In [1]:
# =============================================================================
# 01_data_preparation.ipynb
# 
# Purpose: This notebook takes the raw ATP match data, cleans it,
# engineers relevant features, and saves the final prepared datasets (X and y)
# for the modeling phase. This is the first step in our ML pipeline.
# ==========================================================================

In [2]:
import pandas as pd

In [3]:
# Load the raw dataset
df_matches = pd.read_csv('atp_tennis.csv')

In [4]:
df_matches.head()

Unnamed: 0,Tournament,Date,Series,Court,Surface,Round,Best of,Player_1,Player_2,Winner,Rank_1,Rank_2,Pts_1,Pts_2,Odd_1,Odd_2,Score
0,Australian Hardcourt Championships,2000-01-03,International,Outdoor,Hard,1st Round,3,Dosedel S.,Ljubicic I.,Dosedel S.,63,77,-1,-1,-1.0,-1.0,6-4 6-2
1,Australian Hardcourt Championships,2000-01-03,International,Outdoor,Hard,1st Round,3,Clement A.,Enqvist T.,Enqvist T.,56,5,-1,-1,-1.0,-1.0,3-6 3-6
2,Australian Hardcourt Championships,2000-01-03,International,Outdoor,Hard,1st Round,3,Escude N.,Baccanello P.,Escude N.,40,655,-1,-1,-1.0,-1.0,6-7 7-5 6-3
3,Australian Hardcourt Championships,2000-01-03,International,Outdoor,Hard,1st Round,3,Knippschild J.,Federer R.,Federer R.,87,65,-1,-1,-1.0,-1.0,1-6 4-6
4,Australian Hardcourt Championships,2000-01-03,International,Outdoor,Hard,1st Round,3,Fromberg R.,Woodbridge T.,Fromberg R.,81,198,-1,-1,-1.0,-1.0,7-6 5-7 6-4


In [5]:
# The dataset contains incomplete data (e.g., ATP points are marked as -1) before a certain period.
# We've identified that modern, reliable data starts from index 15653.
clean_start_index = 15653

In [6]:
# Create a new DataFrame containing only the modern, clean-era matches
df_modern = df_matches.loc[clean_start_index:].copy()

In [7]:
# Create the binary target 'Target'. 
# It's 1 if Player 1 won, 0 otherwise (Player 2 won)
df_modern['Target'] = (df_modern['Winner'] == df_modern['Player_1']).astype(int)

In [8]:
df_modern[['Player_1', 'Player_2', 'Winner', 'Target']].head(10)

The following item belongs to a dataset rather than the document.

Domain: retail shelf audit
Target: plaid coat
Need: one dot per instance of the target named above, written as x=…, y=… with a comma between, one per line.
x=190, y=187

Unnamed: 0,Player_1,Player_2,Winner,Target
15653,Ryderstedt M.,Vinciguerra A.,Vinciguerra A.,0
15654,Youzhny M.,Haehnel J.,Youzhny M.,1
15655,Dlouhy L.,Ferrero J.C.,Ferrero J.C.,0
15656,Berdych T.,Kim K.,Berdych T.,1
15657,Acasuso J.,Almagro N.,Almagro N.,0
15658,Garcia-Lopez G.,Lapentti N.,Garcia-Lopez G.,1
15659,Monaco J.,Nadal R.,Nadal R.,0
15660,Zabaleta M.,Sluiter R.,Zabaleta M.,1
15661,Calleri A.,Martin A.,Martin A.,0
15662,Serra F.,Nieminen J.,Serra F.,1


In [9]:
# Calculate the difference in ranking points between players.
df_modern['Rank_Difference'] = df_matches['Rank_1'] - df_matches['Rank_2']

In [10]:
# Calculate the difference in ATP points.
df_modern['Pts_Difference'] = df_modern['Pts_1'] - df_modern['Pts_2']

In [11]:
# Define the final list of features to be used by the model
final_features = ['Rank_1', 'Rank_2', 'Pts_1', 'Pts_2', 'Rank_Difference', 'Pts_Difference', 'Surface', 'Odd_1', 'Odd_2']

# Create our feature matrix (X) and target vector (y)
X = df_modern[final_features].fillna(0)
y = df_modern['Target']

In [12]:
# Save the finished X and y to files
X.to_pickle('prepared_X.pkl')
y.to_pickle('prepared_y.pkl')

print(f"Feature matrix X has {X.shape[0]} rows and {X.shape[1]} columns.")
print(f"Target vector y has {y.shape[0]} rows.")
print("X and y are prepared and saved to the files prepared_X.pkl and prepared_y.pkl")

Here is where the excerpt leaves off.